Sejak saat itu, kereta api terus berkembang sebagai moda transportasi yang tak terpisahkan dari kehidupan masyarakat di Pulau Jawa, khususnya di wilayah Joglosemar. Kereta api menjadi alat mobilitas dan konektivitas yang sangat fundamental, tepat waktu, dan terbilang paling ekonomis.
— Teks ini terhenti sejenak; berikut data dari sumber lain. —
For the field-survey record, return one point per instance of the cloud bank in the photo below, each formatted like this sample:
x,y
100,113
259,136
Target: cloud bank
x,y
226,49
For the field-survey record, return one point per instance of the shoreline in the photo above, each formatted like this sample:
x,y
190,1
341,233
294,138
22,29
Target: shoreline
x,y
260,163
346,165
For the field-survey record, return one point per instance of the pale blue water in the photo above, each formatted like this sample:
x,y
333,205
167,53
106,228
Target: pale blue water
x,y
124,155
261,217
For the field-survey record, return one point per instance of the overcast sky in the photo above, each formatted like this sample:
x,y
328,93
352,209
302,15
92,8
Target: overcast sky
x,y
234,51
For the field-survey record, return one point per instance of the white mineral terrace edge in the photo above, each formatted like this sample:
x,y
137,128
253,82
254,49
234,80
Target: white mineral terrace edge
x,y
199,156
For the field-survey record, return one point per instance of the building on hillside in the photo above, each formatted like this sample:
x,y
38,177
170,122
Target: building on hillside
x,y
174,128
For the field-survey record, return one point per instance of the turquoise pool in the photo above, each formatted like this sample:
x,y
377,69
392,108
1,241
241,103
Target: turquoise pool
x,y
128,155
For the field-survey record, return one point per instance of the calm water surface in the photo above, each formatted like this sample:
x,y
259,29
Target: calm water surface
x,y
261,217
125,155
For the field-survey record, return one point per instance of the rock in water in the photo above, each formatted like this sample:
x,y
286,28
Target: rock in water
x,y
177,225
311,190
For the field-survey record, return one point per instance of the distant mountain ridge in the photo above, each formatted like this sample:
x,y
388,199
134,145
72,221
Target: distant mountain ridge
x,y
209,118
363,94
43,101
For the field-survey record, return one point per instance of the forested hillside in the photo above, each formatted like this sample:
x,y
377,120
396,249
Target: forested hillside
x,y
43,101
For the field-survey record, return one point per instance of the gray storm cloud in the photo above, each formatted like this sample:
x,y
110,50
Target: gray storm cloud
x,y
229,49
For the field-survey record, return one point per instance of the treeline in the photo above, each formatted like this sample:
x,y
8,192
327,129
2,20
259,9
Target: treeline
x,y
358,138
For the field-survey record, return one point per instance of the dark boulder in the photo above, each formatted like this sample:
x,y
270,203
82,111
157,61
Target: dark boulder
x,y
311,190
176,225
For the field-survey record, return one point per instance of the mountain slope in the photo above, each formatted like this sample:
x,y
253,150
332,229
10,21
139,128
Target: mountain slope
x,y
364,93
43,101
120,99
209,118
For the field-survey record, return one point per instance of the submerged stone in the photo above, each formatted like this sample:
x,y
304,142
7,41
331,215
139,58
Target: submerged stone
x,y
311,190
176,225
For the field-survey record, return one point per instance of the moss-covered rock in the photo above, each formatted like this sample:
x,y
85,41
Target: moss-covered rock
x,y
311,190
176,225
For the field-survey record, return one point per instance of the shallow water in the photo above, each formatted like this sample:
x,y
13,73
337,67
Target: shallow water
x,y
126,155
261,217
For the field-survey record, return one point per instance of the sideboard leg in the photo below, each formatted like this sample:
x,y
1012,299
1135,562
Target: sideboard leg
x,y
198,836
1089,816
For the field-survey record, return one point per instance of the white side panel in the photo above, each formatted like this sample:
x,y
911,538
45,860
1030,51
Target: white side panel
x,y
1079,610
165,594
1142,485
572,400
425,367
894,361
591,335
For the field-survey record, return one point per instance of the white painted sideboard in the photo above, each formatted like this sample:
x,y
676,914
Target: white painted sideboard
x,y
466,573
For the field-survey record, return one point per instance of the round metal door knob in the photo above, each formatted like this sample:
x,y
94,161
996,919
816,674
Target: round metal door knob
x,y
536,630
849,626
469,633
Tak ayal, kereta pun menjadi moda transportasi primadona masyarakat Joglosemar, baik sebagai moda transportasi antarwilayah (komuter) maupun antarprovinsi. Tidak hanya merajut konektivitas dan memfasilitasi mobilitas masyarakat, kereta api juga mendorong pertumbuhan ekonomi di Jawa Tengah dan Yogyakarta.
Peningkatan Konektivitas dan Aksesibilitas
Guna menghadirkan moda transportasi primadona masyarakat, Kemenhub terus mengembangkan transportasi kereta yang terintegrasi dan berkelanjutan dalam rangka menciptakan kawasan Joglosemar yang lebih terhubung, baik dari sisi transportasi, ekonomi, maupun sosial. Di antaranya, dengan mengembangkan layanan dan infrastruktur kereta aglomerasi, KRL, serta Kereta Bandara YIA dan Bandara Adi Soemarmo.
Menurut data Balai Teknik Perkeretaapian (BTP) Kelas I Semarang, sampai tahun 2022, telah dilakukan elektrifikasi jalur KA Yogyakarta – Solo Balapan sepanjang 62 km. Untuk perpanjangan lintas pelayanan, pembangunan elektrifikasi dilanjutkan dari Solo Balapan – Palur sepanjang 6,2 km. Untuk mendukung keandalan sarana, telah dibangun Depo Perawatan KRL di Jebres.
Untuk mendukung konektivitas ke bandara, telah dilaksanakan pembangunan jalur KA Bandara Adi Soemarmo dan KA Bandara YIA. Jalur KA Bandara YIA merupakan jalur ganda KA pertama yang menggunakan struktur elevated dengan slab on pile.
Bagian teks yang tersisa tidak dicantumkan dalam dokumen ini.